Die Blicke schärfen: Gedanken zum Erntedankfest

Foto: Thomas Kempf, in: pfarrbriefservice.de

Zucchini und Äpfel, Getreideähren und Brot, Sonnenblumen und Weintrauben, Kürbisse und  Maiskolben – einmal im Jahr finden die reichen Gaben der Natur ihren Weg in unsere Kirchen. Der Altar ist an Erntedank prächtig mit all dem geschmückt, was die Natur uns Menschen zum Leben bereithält. In Breitenbrunn wird dieses Fest sogar mit farbenfrohen Prozessionen und Umzügen gefeiert. Überall sind die Menschen dankbar für die Schöpfung und die Gaben, die Jahr für Jahr geerntet werden konnten. Wir dürfen froh sein, dass bei uns die Versorgung mit Nahrungsmitteln gesichert ist. In Deutschland werden jährlich für über 200 Milliarden Euro Lebensmittel verkauft, und für die nächsten Jahre sind weitere Zuwächse zu erwarten. Wenn das kein Grund ist, dankbar und zufrieden zu sein!

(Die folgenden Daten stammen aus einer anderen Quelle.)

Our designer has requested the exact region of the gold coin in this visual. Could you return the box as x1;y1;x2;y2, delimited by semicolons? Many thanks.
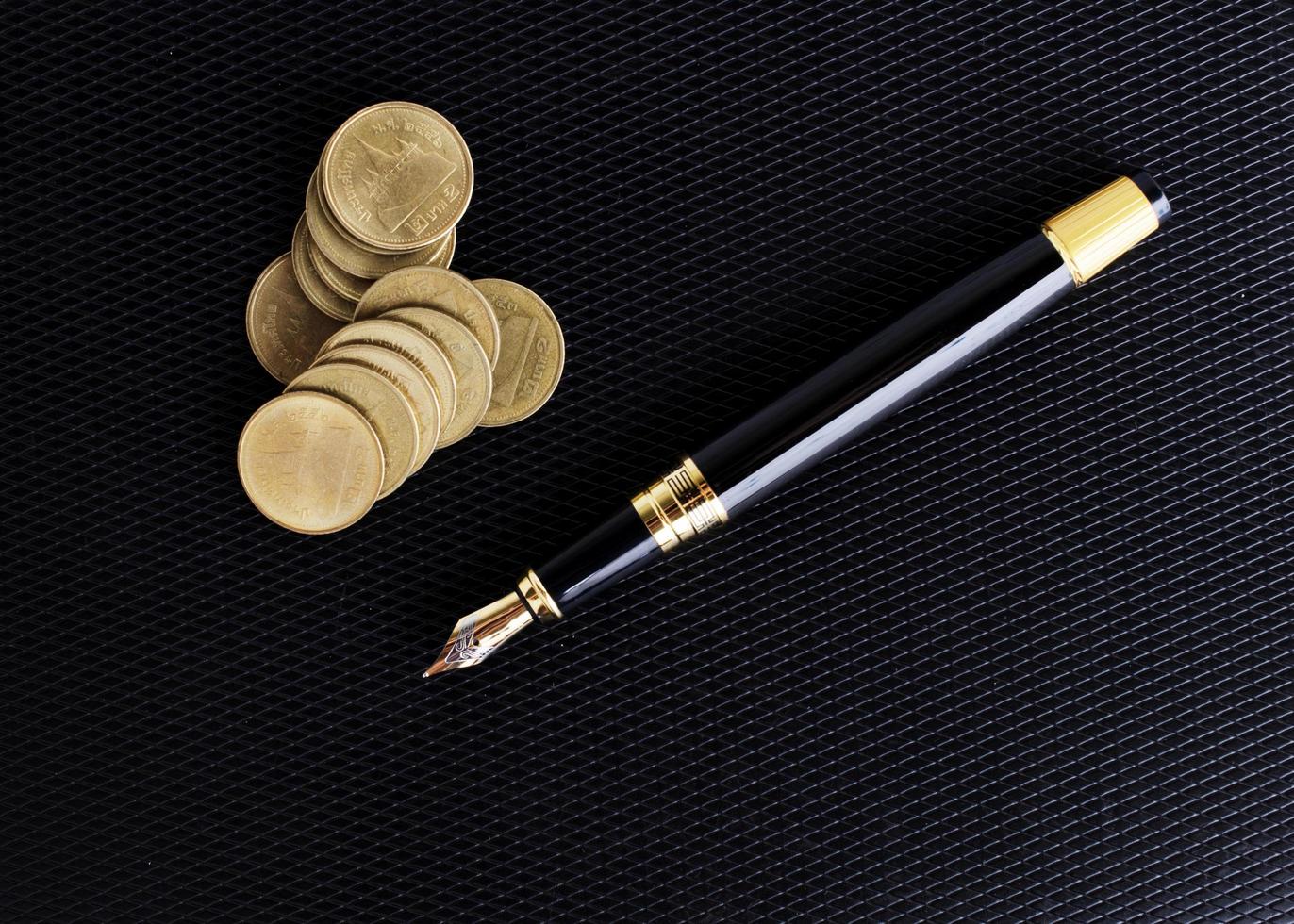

In der katholischen Kirche können die Pfarrgemeinden am ersten Sonntag im Oktober das Erntedank feiern – sie müssen es nicht. Schließlich wissen wir auch: Immer wieder kommt es zu Ernteausfällen, Naturkatastrophen vermindern den landwirtschaftlichen Ertrag. Es gibt Regionen auf dieser Erde, in denen es kaum mehr etwas zu ernten gibt. Schließlich leidet jeder elfte Mensch an chronischem Hunger. Besonders die Kinder müssen darunter leiden. Und Hunger ist nicht ausschließlich ein Thema in Entwicklungsländern. Auch bei uns gibt es Ernährungsmangel. Jeder sechste Mensch in Deutschlands ist von Armut gefährdet. 960 Tafeln in unserem Land versuchen, die Not zu mildern. Doch der Bedarf steigt ständig, während immer weniger Personal und Lebensmittel zur Verfügung stehen. Sollten wir angesichts solcher Trends das Erntedank-Fest nicht lieber absagen?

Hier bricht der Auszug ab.